Past affiliations

Martin Hildebrand is a consultant forensic psychologist and researcher. He studied Mental Health Sciences and Law at Maastricht University, the Netherlands. During his studies, he worked as a research assistant at the Academic Behavior Therapy Unit of the Community Mental Health Center of Maastricht (1991-1993). In 1994 he began as a researcher at the Department of Law of Leiden University, in affiliation with the Netherlands Institute for the Studies of Crime and law Enforcement (NISCALE; in Dutch: NSCR), Leiden. In 1995 he resigned, took his bike and went to Australia and New Zealand to travel around.

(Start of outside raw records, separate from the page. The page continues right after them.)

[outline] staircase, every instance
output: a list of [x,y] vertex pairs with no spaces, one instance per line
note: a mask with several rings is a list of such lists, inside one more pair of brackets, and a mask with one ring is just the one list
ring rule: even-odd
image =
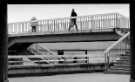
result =
[[110,73],[130,73],[130,52],[127,51],[125,54],[120,54],[119,59],[109,67],[108,72]]
[[[127,45],[128,47],[125,47],[125,50],[123,50],[122,53],[117,54],[116,60],[115,62],[113,62],[113,65],[108,65],[108,68],[106,69],[107,73],[117,73],[117,74],[129,74],[130,73],[130,32],[122,32],[119,30],[117,32],[121,38],[116,41],[114,44],[111,45],[111,47],[109,47],[105,53],[110,53],[116,46],[118,46],[119,44],[124,43],[125,45]],[[122,47],[119,46],[120,50],[122,50]],[[111,55],[113,54],[109,54],[108,58],[111,58]],[[110,63],[110,60],[108,60]],[[108,63],[108,64],[109,64]]]

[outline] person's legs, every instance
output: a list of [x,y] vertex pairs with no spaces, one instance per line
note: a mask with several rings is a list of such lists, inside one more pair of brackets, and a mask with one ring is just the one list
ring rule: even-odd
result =
[[76,19],[74,19],[73,22],[74,22],[76,30],[78,31],[78,27],[77,27],[77,24],[76,24]]
[[73,21],[71,20],[70,23],[69,23],[69,29],[68,29],[68,31],[71,30],[71,28],[73,27],[73,25],[74,25],[74,24],[73,24]]
[[32,32],[36,32],[36,26],[32,26]]

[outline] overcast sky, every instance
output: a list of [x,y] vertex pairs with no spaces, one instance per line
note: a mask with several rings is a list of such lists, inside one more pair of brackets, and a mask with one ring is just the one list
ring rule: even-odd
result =
[[78,16],[118,12],[129,17],[129,4],[10,4],[8,23],[37,19],[69,17],[72,8]]

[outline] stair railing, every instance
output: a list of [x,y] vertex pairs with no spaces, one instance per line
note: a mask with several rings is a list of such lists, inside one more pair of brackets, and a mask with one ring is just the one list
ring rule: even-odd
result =
[[[107,71],[109,69],[109,65],[111,64],[111,61],[110,62],[110,56],[111,56],[111,50],[115,49],[116,46],[122,50],[122,43],[123,43],[123,40],[127,39],[128,37],[130,36],[130,32],[126,33],[125,35],[123,35],[118,41],[114,42],[112,45],[110,45],[105,51],[104,51],[104,55],[105,55],[105,71]],[[116,48],[116,49],[118,49]],[[128,47],[125,46],[125,49],[127,49]]]

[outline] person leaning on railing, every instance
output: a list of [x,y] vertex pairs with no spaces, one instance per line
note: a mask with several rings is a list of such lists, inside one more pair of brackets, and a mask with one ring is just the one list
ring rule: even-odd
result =
[[[74,17],[74,18],[72,18],[72,17]],[[75,25],[76,30],[78,31],[78,27],[77,27],[77,24],[76,24],[76,17],[77,17],[77,13],[75,12],[74,9],[72,9],[68,31],[70,31],[70,29],[73,28],[74,25]]]
[[38,26],[38,21],[36,17],[32,17],[30,21],[31,27],[32,27],[32,32],[37,31],[37,26]]

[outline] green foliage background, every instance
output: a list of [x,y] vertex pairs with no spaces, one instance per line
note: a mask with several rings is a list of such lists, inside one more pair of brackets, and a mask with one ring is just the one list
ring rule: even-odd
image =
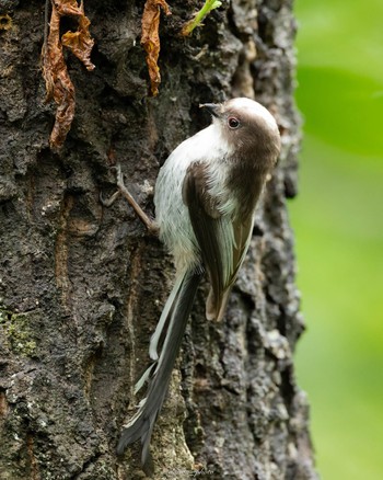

From 1996 to 2004 he worked at the Dr. Henri van der Hoeven Kliniek, a forensic psychiatric hospital in Utrecht, first as an assistant researcher, later as a research psychologist, mainly working on research on psychopathy. In 2004 he obtained his PhD at the University of Amsterdam (Dissertation: ‘Psychopathy in the treatment of forensic psychiatric patients: Assessment, prevalence, predictive validity, and clinical implications’ ).

Between 2004 and 2005 he worked as a consultant forensic psychologist and researcher on several projects. For example, by order of the Expertise Centre for Forensic Psychiatry, he set up and conducted multicenter studies to answer the question which risk assessment instrument is best suited for (a) the prediction of violent behavior or (b) sexual violence and should therefore be used in forensic psychiatric hospitals as a general procedure.

From 2005 and 2007 he was the research director of the Expertise Centre for Forensic Psychiatry. In this period, as part of the official parliamentary inquiry into the system used to deal with criminals found to be mentally disturbed and treated in forensic psychiatric hospitals, Dr. Hildebrand was the principal investigator of the study that had to report on the extent, nature and prediction of absconding from leave, absconding without leave, and recidivism after absconding during forensic treatment in the period 2000-2005.